À l’occasion de la sortie de son bouquin, Dans l’enfer d’une prison équatorienne, on est allé lui demandé comment il avait fait pour se sortir de cette taule paumée au milieu de l’Amérique latine.

« J'ai commencé à étudier le Code pénal équatorien, la loi sur les stups, ce qui me permettait de faire avancer mon dossier en présentant des recours auprès des instances supérieures »

VICE : Comment fait-on pour survivre dans cette prison, où les problèmes semblent se régler uniquement par les meurtres ou la corruption ?

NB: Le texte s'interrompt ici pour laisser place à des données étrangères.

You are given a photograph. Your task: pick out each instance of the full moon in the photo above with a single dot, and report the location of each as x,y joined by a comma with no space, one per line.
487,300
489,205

Daniel David Tibi : Ce qui m’a sauvé la vie, c’est sans doute ma profonde aversion pour l’injustice, qui a agi comme un moteur. Puis je savais que j’allais être papa. Je me disais que j’allais me sortir de là pour remplir mon rôle de père. Enfin, ça, c’est bien pour tenir bon dans la tête. Après pour rester en vie, il faut modifier complètement sa façon d’analyser les choses et de se comporter. Vos échanges se font avec des gens pour qui la vie ne vaut rien. Il faut donc agir en conséquence. Quand on vous provoque, il faut se battre, au sens propre du mot. D’autant plus qu'en tant qu'étranger, c’est comme si j’avais une cible dans le dos. L’espérance de vie d’un prisonnier équatorien n’est pas grande, mais celle d’un étranger est encore moindre.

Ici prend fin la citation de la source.